Comment le variant Delta pourrait rebattre les cartes de l’épidémie à l’automne

Article publié sur le nouvelobs.com

Avec plus de vaccinations mais un variant Delta plus contagieux, l’Institut Pasteur s’est décidé à mettre à jour ses prédictions pour l’automne. Et cela ne devrait pas plaire aux personnes vaccinées…Avec plus de vaccinations mais un variant Delta plus contagieux, l’Institut Pasteur s’est décidé à mettre à jour ses prédictions pour l’automne. Et cela ne devrait pas plaire aux personnes vaccinées…

Mise à jour « Delta » ! En juin dernier, l’Institut Pasteur avait étudié comment la campagne de vaccination en France pouvait influer la force (et la composition) d’une quatrième vague épidémique, que l’Institut n’envisageait pas avant l’automne.

Mais patatras : l’arrivée du variant Delta dans l’hexagone a déclenché une quatrième vague de cas, d’hospitalisations et de décès, certes plus faible que les précédentes, mais dès le mois d’août… Depuis, le discours fort et les mesures strictes imposées par le gouvernement, à commencer par le pass sanitaire, ont relancé l’élan de la vaccination.

Avec plus de vaccinations, mais un variant plus contagieux, donnant lieu à des formes plus sévères, l’Institut Pasteur s’est décidé à mettre à jour ses modélisations pour l’automne. Et elles risquent de mécontenter les vaccinés qui espéraient retrouver une vie « normale ».

Reprenons les éléments un par un.

La couverture vaccinale française, boostée pendant l’été, a donc atteint des niveaux supérieurs aux hypothèses faites en juin. L’Institut Pasteur envisage donc pour l’automne une couverture vaccinale de 70 % chez les 12-17 ans, 80 % chez les 18-59 ans et 90 % chez les plus de 60 ans (contre 30 % – 70 % – 90 % dans l’analyse de juin.

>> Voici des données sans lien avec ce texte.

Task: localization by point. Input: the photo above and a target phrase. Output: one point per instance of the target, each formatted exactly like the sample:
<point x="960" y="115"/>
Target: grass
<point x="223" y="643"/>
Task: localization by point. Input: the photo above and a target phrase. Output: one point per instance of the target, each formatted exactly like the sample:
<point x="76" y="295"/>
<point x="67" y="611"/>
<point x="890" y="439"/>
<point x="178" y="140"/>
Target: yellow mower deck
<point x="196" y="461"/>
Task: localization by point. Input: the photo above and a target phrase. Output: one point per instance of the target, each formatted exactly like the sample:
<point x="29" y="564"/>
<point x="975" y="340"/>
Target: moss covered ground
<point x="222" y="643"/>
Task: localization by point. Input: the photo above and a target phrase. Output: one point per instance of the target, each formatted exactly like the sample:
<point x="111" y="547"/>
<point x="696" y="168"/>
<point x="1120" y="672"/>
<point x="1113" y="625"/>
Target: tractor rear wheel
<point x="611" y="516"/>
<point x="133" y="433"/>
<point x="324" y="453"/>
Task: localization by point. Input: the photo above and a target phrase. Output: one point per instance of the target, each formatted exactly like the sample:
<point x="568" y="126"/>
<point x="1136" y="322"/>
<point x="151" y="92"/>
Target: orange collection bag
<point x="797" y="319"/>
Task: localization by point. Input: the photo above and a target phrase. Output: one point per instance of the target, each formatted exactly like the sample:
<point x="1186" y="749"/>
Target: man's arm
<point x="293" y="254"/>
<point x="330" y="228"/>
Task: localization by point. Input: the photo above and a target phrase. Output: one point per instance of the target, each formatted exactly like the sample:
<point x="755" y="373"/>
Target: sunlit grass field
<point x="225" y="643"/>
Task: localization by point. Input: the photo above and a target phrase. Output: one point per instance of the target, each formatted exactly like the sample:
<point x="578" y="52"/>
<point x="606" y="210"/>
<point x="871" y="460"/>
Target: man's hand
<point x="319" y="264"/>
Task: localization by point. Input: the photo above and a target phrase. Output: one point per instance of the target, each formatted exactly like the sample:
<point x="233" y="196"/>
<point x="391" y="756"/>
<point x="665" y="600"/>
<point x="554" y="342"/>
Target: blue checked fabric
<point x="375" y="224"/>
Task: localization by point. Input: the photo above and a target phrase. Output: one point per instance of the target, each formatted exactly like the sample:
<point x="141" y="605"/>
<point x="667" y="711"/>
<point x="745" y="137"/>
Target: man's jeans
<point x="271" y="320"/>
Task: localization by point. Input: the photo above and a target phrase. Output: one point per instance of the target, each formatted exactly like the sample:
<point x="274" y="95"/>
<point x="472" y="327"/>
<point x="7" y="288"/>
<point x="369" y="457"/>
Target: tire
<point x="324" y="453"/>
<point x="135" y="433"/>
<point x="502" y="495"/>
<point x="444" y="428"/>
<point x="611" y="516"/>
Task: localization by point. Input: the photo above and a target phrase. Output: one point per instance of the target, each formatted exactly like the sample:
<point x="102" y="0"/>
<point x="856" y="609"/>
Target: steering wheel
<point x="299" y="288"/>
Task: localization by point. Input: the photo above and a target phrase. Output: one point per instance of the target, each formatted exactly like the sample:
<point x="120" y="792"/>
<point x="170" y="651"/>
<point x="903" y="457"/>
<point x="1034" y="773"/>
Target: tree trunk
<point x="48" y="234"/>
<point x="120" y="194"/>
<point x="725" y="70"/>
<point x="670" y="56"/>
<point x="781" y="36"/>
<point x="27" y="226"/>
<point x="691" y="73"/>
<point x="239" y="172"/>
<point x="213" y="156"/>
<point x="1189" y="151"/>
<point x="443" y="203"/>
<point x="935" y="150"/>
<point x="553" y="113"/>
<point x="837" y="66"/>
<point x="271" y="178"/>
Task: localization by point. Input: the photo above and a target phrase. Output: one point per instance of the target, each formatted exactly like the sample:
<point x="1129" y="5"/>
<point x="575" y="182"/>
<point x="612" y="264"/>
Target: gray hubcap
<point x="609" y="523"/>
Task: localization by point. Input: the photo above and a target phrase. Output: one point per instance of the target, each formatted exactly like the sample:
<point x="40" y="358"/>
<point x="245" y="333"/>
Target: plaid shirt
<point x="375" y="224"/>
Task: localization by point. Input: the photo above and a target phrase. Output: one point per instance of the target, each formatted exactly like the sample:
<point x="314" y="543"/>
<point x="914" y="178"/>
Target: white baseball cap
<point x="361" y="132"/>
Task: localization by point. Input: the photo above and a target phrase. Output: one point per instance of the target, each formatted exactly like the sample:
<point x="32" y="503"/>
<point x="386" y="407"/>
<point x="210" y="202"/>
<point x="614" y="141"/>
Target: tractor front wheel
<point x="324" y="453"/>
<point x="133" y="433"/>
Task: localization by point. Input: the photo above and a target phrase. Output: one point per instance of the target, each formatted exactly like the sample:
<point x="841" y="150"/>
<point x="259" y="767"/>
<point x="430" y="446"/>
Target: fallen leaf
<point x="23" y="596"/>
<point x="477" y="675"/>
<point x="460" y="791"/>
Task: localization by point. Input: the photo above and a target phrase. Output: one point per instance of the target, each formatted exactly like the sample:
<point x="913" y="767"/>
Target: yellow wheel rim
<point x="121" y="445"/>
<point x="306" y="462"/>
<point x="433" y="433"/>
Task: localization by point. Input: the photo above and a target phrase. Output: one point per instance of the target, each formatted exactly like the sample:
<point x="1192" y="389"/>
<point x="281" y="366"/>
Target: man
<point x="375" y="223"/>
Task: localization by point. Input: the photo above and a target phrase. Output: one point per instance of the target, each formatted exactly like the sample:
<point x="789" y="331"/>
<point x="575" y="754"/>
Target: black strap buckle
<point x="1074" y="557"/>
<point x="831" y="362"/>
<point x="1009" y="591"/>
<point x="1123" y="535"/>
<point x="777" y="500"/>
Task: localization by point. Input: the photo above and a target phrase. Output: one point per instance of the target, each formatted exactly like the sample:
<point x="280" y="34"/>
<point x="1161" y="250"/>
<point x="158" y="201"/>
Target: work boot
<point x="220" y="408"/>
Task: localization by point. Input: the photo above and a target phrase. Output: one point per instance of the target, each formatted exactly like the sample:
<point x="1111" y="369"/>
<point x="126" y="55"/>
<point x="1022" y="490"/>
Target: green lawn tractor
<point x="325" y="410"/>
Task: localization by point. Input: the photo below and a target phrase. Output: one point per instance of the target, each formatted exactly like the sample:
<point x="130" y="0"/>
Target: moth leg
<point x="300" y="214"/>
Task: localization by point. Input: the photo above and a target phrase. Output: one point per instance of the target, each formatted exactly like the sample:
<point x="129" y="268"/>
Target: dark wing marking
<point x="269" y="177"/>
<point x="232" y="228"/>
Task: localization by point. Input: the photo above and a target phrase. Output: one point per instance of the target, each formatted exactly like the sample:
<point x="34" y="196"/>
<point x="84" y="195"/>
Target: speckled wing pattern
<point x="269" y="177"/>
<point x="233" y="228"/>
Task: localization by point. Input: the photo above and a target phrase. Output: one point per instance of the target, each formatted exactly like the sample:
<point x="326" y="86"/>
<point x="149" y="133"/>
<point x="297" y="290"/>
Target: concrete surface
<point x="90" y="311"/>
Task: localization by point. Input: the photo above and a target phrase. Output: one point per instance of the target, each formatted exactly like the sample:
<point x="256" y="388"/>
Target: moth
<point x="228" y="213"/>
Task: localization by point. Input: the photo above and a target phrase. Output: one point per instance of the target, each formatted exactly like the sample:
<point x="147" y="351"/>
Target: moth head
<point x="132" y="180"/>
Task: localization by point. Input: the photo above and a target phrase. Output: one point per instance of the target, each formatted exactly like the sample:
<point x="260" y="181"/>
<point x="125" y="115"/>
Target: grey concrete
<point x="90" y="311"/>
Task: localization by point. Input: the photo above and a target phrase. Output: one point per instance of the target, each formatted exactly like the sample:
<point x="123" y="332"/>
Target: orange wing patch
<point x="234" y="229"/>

Mais, à l’inverse, les dynamiques de l’été ont confirmé, explique l’Institut, la très haute transmissibilité du variant Delta, qui amène les chercheurs à faire l’hypothèse d’un R0 (facteur de reproduction de base, c’est-à-dire sans mesure de restriction, ni vaccin) égal à 5 (contre R0 = 4, en juin). Pire, si Pasteur maintient les hypothèses selon lesquelles la vaccination réduit le risque d’hospitalisation de 95 % et le risque de transmission de 50 %, l’Institut revoit à la baisse la protection du vaccin contre l’infection au variant Delta. Ainsi, alors que la vaccination réduisait selon eux le risque d’infection de 80 % en juin, ils ont retenu un chiffre de seulement 60 % en ce mois de septembre.

Quelles conséquences ?

Ces éléments (plus de vaccinés mais un vaccin moins efficace contre l’infection) vont malheureusement dans le même sens : celui de plus de vaccinés potentiellement contaminant. Expliquons-nous : l’efficacité d’un vaccin contre l’infection n’étant jamais de 100 %, plus il y a de Français vaccinés, plus il y aura de vaccinés infectés, c’est mathématique. Le problème étant qu’ici, l’efficacité du vaccin contre l’infection a diminué, augmentant encore d’autant le nombre de potentiels vaccinés qui seraient contaminés malgré tout… et donc le nombre de potentiels contaminants.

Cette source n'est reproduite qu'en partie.